In Warfel v. Universal Insurance Company of North America, ____ So.3d ____ (Fla. 2nd DCA May 12, 2010), the insured homeowner submitted a sinkhole claim to his homeowners insurer, Universal Insurance. Universal had its own engineers examine the home and the soil under the home. Based on a report from its engineers, Universal Insurance denied the claim.
Florida Statue Section 627.7073(1)(c), states that
The respective findings, opinions, and recommendations of the professional engineer or professional geologist as to the cause of distress to the property and the findings, opinions, and recommendations of the professional engineer as to land and building stabilization and foundation repair shall be presumed correct.
At trial, Universal convinced the trial court to give a jury instruction that Universal’s experts reports were presumed correct, and shifted the burden of proof to the insured to prove that their damage was due to sinkhole. In a typical sinkhole case (as with any case where an insurer is attemption to limit or exclude coverage on an all-risk policy) the burden of proof is on the insurance company to prove a limitation or exclusion from coverage.
The insured argued that the 627.7073 presumption was a "vanishing" or "bursting bubble" presumption merely requiring that he produce evidence contrary to the presumption, not shifting the burden of proof.
The 2nd DCA held:
Absent a clear legislative directive, we must conclude that section 627.7073(1)(c) is a ‘vanishing’ or ‘bursting bubble’ presumption that affected only Mr. Warfel’s burden of producing evidence….
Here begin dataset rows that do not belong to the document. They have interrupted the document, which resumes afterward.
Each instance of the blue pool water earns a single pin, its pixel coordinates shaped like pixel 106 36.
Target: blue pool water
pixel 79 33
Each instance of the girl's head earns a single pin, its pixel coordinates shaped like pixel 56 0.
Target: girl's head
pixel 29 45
[W]hen credible evidence comes into the case contradicting the basic fact or facts giving rise to the presumption, the presumption vanishes and the issue is determined on the evidence just as though no presumption has ever existed. Conversely, if the basic facts are sufficiently proven so as to give rise to the presumption and not thereafter contradicted by credible evidence, the party in whose favor the presumption exists becomes entitled to a directed verdict. Thus, in either event, the presumption is productive of these procedural consequences but is not a matter of the jury to consider.
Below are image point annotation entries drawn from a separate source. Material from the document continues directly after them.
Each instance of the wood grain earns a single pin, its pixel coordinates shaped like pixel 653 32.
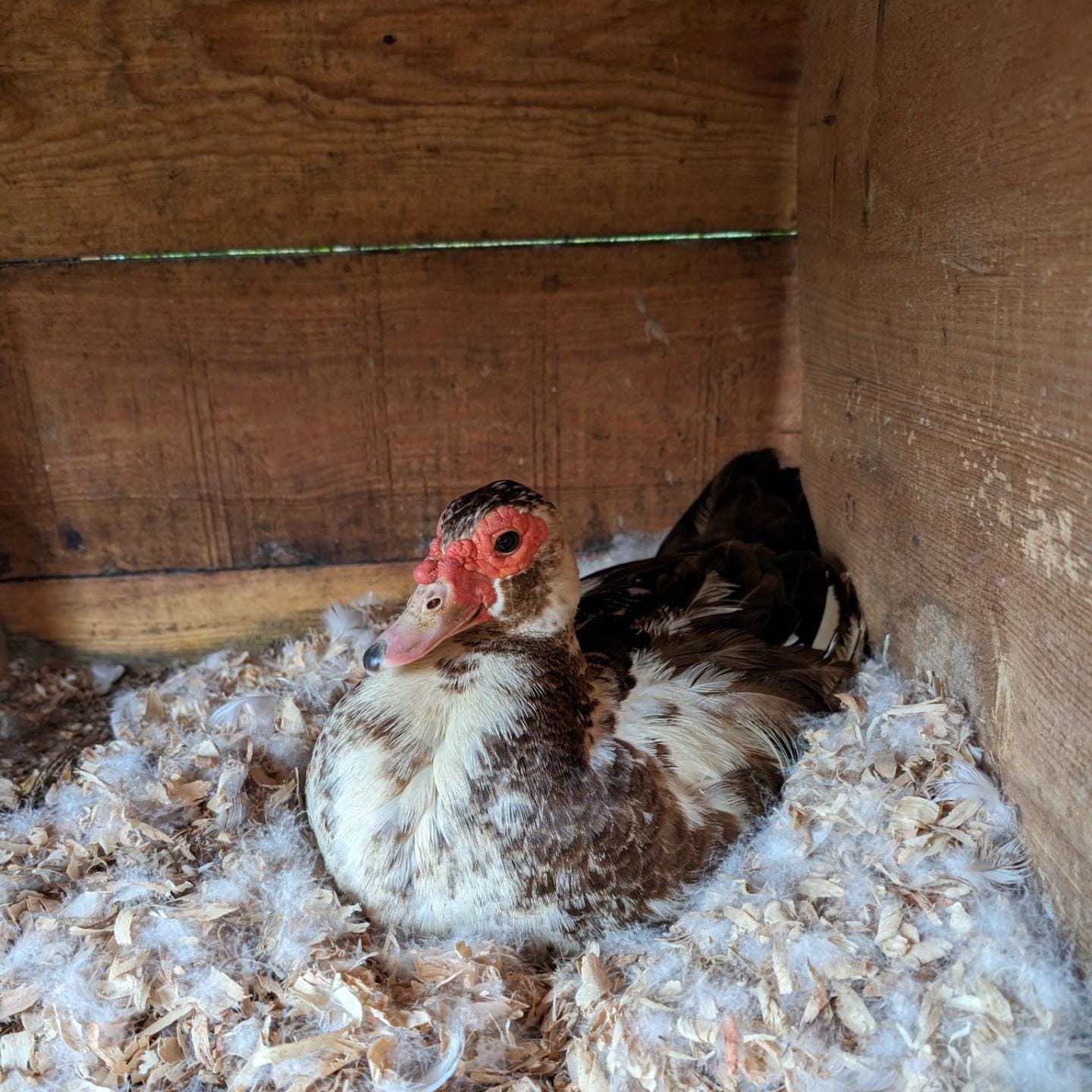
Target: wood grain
pixel 171 124
pixel 946 260
pixel 215 415
pixel 183 614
The jury is not told of this presumption.
The court then noted that because the insured presented credible evidence refuting the presumption that the trial court should have allowed the case to go to the jury with the burden on the insurer to prove no sinkhole damage. The court reversed in favor of the insured.
A copy of the 2nd DCA’s Warfel decision can be downloaded by clicking here.
The Court did cerfity the question to the Florida Supreme Court as one of great public importance.